Thailandia, bautizada por la cursilería de los empresarios del turismo
como el “país de las sonrisas”, tiene tras ellas la mirada de los
generales de una Junta Militar que fue capaz de imponer un golpe de
Estado mientras declaraba que defendía la libertad y la democracia, y el
rostro de un nuevo rey, déspota y autoritario, feroz experto en
contrainsurgencia. Ello no impide que las gigantescas operaciones
inmobiliarias que están llenando Bangkok de rascacielos, adornen las
obras con desmesurados carteles a mayor gloria de Bhumibol, el rey
finado, o de su hijo, el monarca Vajiralongkorn, un viejo soldado de la guerra fría,
formado por Estados Unidos en la militancia contra el comunismo.

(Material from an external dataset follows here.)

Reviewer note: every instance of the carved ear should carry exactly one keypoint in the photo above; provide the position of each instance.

Vajiralongkorn, el nuevo rey del país, no suscita ningún entusiasmo
popular, pese a que la población thailandesa ha sido moldeada durante
décadas en el fervor monárquico y en la adoración a Bhumibol, a quien el
gobierno y el Consejo Real presentaron siempre como un ser casi divino,
un rey amante de la ciencia y del arte, preocupado por el progreso de
su pueblo, mientras ocultaban con celo extraordinario la oscura red de
sus turbios negocios privados, dirigidos desde su palacio Chitralada,
escondían las concesiones del gobierno, y encubrían que sus inversiones
en muchos sectores de la economía contaban con información privilegiada y
la corrupción. Bhumibol acumuló una gran fortuna, que la revista Forbes
cifraba en 35.000 millones de dólares.